Tyler hung his head. “I don’t know.”
“What’s Sam’s last name?”
“Milk.”
Paige’s eyebrow shot up. “Milk?”
“Melk,” Dillon said shortly, his deep voice low.
Paige glanced back at him. “You know a family named Melk?”
“I went to school with a Sam Melk. Pretty sure this kid is his son. I’ll go get the glasses for you.”
“You don’t want to do that—”
“Sure, I do.”
And with that, Dillon was gone, walking away from them, heading for his truck.
D
illon was glad to get in his truck and go, driving away from Paige’s house with a sense of purpose.
He needed a purpose. A quest. Something to get the picture of Paige and Tyler out of his head.
She looked as if she had the entire world on her shoulders. She looked scared and stressed and he hated that.
He hated that her worry worried him.
He hated that he knew just enough about her to feel concern. To care.
Dillon preferred not to care because he didn’t know how to do anything halfway. He was either all in, or out, but he couldn’t just do a little bit...couldn’t care just a little bit. He was a man with strong convictions which is why he tried so hard to stay on the outside. Better to not get involved, and tangled up, because once he did commit, he didn’t give up, didn’t walk away.
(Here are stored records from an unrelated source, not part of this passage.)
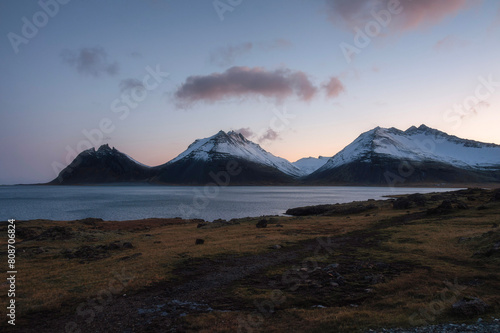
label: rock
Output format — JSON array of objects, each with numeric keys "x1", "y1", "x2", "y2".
[
  {"x1": 392, "y1": 197, "x2": 412, "y2": 209},
  {"x1": 431, "y1": 194, "x2": 444, "y2": 201},
  {"x1": 107, "y1": 243, "x2": 120, "y2": 250},
  {"x1": 324, "y1": 263, "x2": 339, "y2": 271},
  {"x1": 122, "y1": 242, "x2": 134, "y2": 249},
  {"x1": 255, "y1": 219, "x2": 267, "y2": 228},
  {"x1": 455, "y1": 201, "x2": 469, "y2": 209},
  {"x1": 452, "y1": 297, "x2": 488, "y2": 317},
  {"x1": 118, "y1": 252, "x2": 142, "y2": 260},
  {"x1": 492, "y1": 189, "x2": 500, "y2": 201},
  {"x1": 16, "y1": 227, "x2": 37, "y2": 240},
  {"x1": 408, "y1": 193, "x2": 427, "y2": 207},
  {"x1": 78, "y1": 217, "x2": 104, "y2": 226},
  {"x1": 36, "y1": 226, "x2": 73, "y2": 240},
  {"x1": 427, "y1": 200, "x2": 453, "y2": 215}
]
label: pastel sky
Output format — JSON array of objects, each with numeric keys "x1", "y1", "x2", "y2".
[{"x1": 0, "y1": 0, "x2": 500, "y2": 184}]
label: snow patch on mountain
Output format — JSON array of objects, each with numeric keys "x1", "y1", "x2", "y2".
[
  {"x1": 321, "y1": 125, "x2": 500, "y2": 170},
  {"x1": 167, "y1": 131, "x2": 303, "y2": 177},
  {"x1": 292, "y1": 156, "x2": 330, "y2": 175}
]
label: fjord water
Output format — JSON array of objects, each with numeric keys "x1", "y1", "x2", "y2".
[{"x1": 0, "y1": 186, "x2": 453, "y2": 221}]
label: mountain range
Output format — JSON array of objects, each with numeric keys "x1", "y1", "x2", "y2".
[{"x1": 49, "y1": 125, "x2": 500, "y2": 186}]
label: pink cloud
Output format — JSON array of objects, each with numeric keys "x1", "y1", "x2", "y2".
[
  {"x1": 175, "y1": 67, "x2": 317, "y2": 105},
  {"x1": 434, "y1": 35, "x2": 468, "y2": 51},
  {"x1": 323, "y1": 76, "x2": 345, "y2": 98},
  {"x1": 325, "y1": 0, "x2": 472, "y2": 31}
]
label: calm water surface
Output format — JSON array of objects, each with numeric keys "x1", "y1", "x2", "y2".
[{"x1": 0, "y1": 186, "x2": 456, "y2": 221}]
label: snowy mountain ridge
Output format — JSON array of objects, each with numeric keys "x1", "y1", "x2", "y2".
[
  {"x1": 167, "y1": 131, "x2": 304, "y2": 177},
  {"x1": 317, "y1": 125, "x2": 500, "y2": 171}
]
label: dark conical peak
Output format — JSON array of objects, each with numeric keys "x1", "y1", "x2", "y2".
[
  {"x1": 96, "y1": 144, "x2": 117, "y2": 156},
  {"x1": 212, "y1": 130, "x2": 248, "y2": 142},
  {"x1": 97, "y1": 143, "x2": 113, "y2": 152}
]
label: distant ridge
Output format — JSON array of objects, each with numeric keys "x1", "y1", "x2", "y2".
[{"x1": 49, "y1": 125, "x2": 500, "y2": 186}]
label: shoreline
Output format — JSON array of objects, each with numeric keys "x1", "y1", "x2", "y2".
[{"x1": 0, "y1": 189, "x2": 500, "y2": 333}]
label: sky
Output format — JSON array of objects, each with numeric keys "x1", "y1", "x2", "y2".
[{"x1": 0, "y1": 0, "x2": 500, "y2": 184}]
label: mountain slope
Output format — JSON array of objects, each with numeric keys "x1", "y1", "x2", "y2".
[
  {"x1": 153, "y1": 131, "x2": 302, "y2": 185},
  {"x1": 49, "y1": 144, "x2": 154, "y2": 185},
  {"x1": 292, "y1": 156, "x2": 330, "y2": 176},
  {"x1": 305, "y1": 125, "x2": 500, "y2": 185}
]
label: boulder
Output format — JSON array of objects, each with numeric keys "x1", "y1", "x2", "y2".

So retrieving Tyler’s glasses was a great excuse to go, escape, do something positive that had nothing to do with being close to Paige. Because as beautiful as she was, as interesting and smart and sweet as he knew her to be, he wasn’t the one she needed. The one she needed would stay here in Marietta and be here for her, and the kids, and he wasn’t going to do that. He couldn’t give up Tutro for her. He wouldn’t give up Tutro for anyone.
He’d done that once, and good or bad, he wouldn’t do it again.
P
aige spent the next half hour cleaning up Tyler, washing off blood and soothing scrapes and applying ice packs so she had no time to think of anything but her son, and how upset she was that a boy who was older, and bigger, would beat up Tyler.